When Helen was 19 years old, she and her sister were attending a
dance party when the suffering Jesus suddenly appeared to her, telling her to join a convent in Warsaw. Helen was deeply moved and sat down as if she was feeling bad. The next morning she went to Warsaw, without notifying her parents and went to pray at the cathedral. A priest met her and entrusted her to the care of a lady parishioner. She knocked from one convent to another, but she was denied entrance due to her poverty and ignorance. But at last, she was accepted by the Mother Superior of the Congregation of Our Lady of Mercy on condition that she pay for her habit and other personal needs. Since she had nothing, she asked to work as a housemaid in a certain family until she was able to earn the needed amount. As promised, she was accepted by the Mother Superior and on April 30, 1926, she received the habit of the Institute and received the name Sr. Maria Faustina in honor of a Christian Roman martyr. In April 1928, she took her first vows. Then she was assigned in different houses of the Congregation sometime as cook, porter or gardener. On February 22, 1931, Jesus appeared in her cell wearing a white garment with two rays emanating from his heart: one red and one white. Jesus asked her to have the image painted with the signature
“Jesus, I trust in You.” But the image was not immediately painted because they had to find a good painter. After her final vows on May 1st, 1933, Sr. Faustina was assigned in Vilnius where she met a holy priest, the Confessor of the community, Fr. Michael Sopocko. Sr. Faustina told in confession her visions, and the priest submitted her to a thorough psychiatric examination to know if she was not having hallucinations. The examination revealed that she was mentally sound. Soon the priest spoke lengthily with her and started to support her visions and told her to write her conversations with Jesus in a diary. He introduced Sr. Faustina to an artist and under her direction, the artist painted the image of the Divine Mercy. It was finished in June 1934. Jesus told Sr.

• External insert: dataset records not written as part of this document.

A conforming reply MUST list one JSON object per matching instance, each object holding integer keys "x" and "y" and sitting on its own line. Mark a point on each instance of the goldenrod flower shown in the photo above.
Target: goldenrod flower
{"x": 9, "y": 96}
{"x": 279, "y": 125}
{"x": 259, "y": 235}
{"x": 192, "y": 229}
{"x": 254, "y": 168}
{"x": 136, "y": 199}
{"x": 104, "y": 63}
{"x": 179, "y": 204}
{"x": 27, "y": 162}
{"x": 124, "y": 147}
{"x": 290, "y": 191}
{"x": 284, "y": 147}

Faustina that the image must be blessed on the Sunday after Easter and it must be publicly honored. Then in 1935 Jesus taught Sr. Faustina how to pray the Chaplet to the Divine Mercy. It is a prayer to obtain God’s mercy, to trust in the mercy of Jesus Christ, and to be merciful to others. Meanwhile, Sr. Faustina was contemplating to leave her congregation to establish an institute that would be dedicated to the spread and devotion to the Divine Mercy. Her superiors did not allow her to leave. Jesus told Sr. Fasutina to obey her superiors and He would do what was necessary. In fact, this congregation was founded after World War
II with the support of Fr. Sopocko, who wrote its Rules and Constitutions. It is now the Congregation of the Sisters of the Divine Mercy. Some months before her death, Sr. Faustina suffered due to her
fragile health. She spent her remaining days in penance and prayer. She died on October 5, 1938 in Krakaw, Poland and her body lies at the Major Shrine Basilica of Divine Mercy in Krakaw. She was canonized at St. Peter’s Square, Rome on April 30, 2000 by Pope St. John Paul II.